The crowd, consisting of well-heeled alumni from both schools who're among the wealthiest, most powerful people in the Philippines, went "bu-bu-bu-buck-buck-buckwild," as Pharoahe Monche would say. They showered the court with trash and pesos, and people who were able to get tickets to the game said that old men in their ultra-formal barong tagalog shirts were screaming Pilipino obscenities along the lines of "I'll have you killed, you fucking faggot!" almost in unison. Given the power some members of the crowd certainly wield and the relative ease with which private armies are bought in this country, those threats probably weren't entirely empty.

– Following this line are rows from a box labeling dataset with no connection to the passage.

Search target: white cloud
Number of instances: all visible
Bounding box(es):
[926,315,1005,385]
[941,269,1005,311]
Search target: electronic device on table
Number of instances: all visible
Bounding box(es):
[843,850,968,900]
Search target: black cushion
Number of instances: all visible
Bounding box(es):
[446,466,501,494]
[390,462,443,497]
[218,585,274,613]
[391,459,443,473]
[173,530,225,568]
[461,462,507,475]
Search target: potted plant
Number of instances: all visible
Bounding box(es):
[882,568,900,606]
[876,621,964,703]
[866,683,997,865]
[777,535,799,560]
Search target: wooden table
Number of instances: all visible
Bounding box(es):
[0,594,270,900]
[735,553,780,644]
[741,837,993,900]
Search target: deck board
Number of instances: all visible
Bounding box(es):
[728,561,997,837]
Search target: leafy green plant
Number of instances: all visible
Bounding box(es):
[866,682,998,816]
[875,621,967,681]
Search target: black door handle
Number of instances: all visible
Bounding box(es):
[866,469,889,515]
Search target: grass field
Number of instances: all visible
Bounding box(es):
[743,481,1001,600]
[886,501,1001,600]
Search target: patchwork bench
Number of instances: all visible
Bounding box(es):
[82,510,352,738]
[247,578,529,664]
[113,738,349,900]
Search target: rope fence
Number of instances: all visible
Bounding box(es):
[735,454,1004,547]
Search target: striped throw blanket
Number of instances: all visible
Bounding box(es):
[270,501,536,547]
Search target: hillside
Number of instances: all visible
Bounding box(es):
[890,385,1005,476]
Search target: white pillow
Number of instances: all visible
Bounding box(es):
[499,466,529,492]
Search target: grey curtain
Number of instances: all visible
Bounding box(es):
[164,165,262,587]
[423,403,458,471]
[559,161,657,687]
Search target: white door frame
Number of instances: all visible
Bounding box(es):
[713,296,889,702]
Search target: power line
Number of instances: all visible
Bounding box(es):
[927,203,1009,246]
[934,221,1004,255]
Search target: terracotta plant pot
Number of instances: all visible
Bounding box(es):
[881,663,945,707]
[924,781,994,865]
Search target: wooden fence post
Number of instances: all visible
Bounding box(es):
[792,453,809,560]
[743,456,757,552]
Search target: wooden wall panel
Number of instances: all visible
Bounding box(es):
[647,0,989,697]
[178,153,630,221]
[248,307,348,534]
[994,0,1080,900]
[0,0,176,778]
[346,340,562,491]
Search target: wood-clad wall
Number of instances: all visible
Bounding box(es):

But imagine, if you can, an all-out riot about to break out between the blueblood alumni of Harvard and Yale over a basketball game. That's the closest analogy to what happened at this game. Ateneo counts four Philippine presidents, including current head of state Gloria Macapagal-Arroyo among their distinguished alumni, as well as two former chief justices, countless members of congress and long-dead Philippine national hero Dr. Jose Rizal. De La Salle's list of notable alumni reads like a map of Manila's light rail system -- Araneta, Recto, Ortigas, Ayala. They all have stops named after them.

The image of a country's social elite pelting each other and players with Purefood Chunkee Hot Dogs and the world's worst Jamaican beef patties -- both on sale at Araneta concessions stands, and arguably more appropriately used as projectile weapons than food items -- is more than a little hilarious to Western eyes. Ted Kennedy probably doesn't like Dick Cheney, but is Kennedy ever going to kneel behind Cheney on the floor of the Senate and wait for Joe Biden to push the VP over him? No. But that's exactly the kind of atmosphere it is between these two schools.

Circling back to the argument that American basketball has become such an ugly sport, leading up to and in the aftermath of the November 2004 Pacers-Pistons brawl, is the American game really that bad? Here, in the Philippines, you've got the wealthiest, most powerful, best-raised people in the country showering the court with debris after one player cheap-shotted another to make his face look like a jigsaw puzzle. I think the passion of competition and rivalry brings these nasty moments out of both players and fans, and while it's not a representation of the way the game is meant to be played, it's a corollary to the positive fact that people care about and love basketball, sometimes to the point of going overboard.

3 Comments:

Anonymous Anonymous said...

Your last paragraph in this post gets to the essence of this violence problem. An occasional flare-up of violence in American basketball, whether it be on the pro or college or h.s. level, is inevitable given the passions involved in playing the game. And the word "occasional" really should be read as "rare." Technical fouls are called at all levels to keep the game under control, and this works 99% of the time. Automatic ejection works even better. In whatever country, you don't want to see the violence become endemic, or entrenched, in any significant way. Yes, the NBA was within its rights to serve out severe punishment to Artest, et.al.
But for Mr. Araton to assert that the game has lost its soul because of this incident, and the perceived selfishness of certain players, well, it just doesn't ring true. Players come and go, the style of the game changes in varying degrees. Speed, strength and athleticism are more valued than ever before, even at the expense of fundamental skills. Yet the teams that consistently win have solid fundamentals as well as the other attributes. Hot tempers reflect, as you say, a passion for the game. Fan behavior is a completely different issue, whether in the Philippines or in the U.S.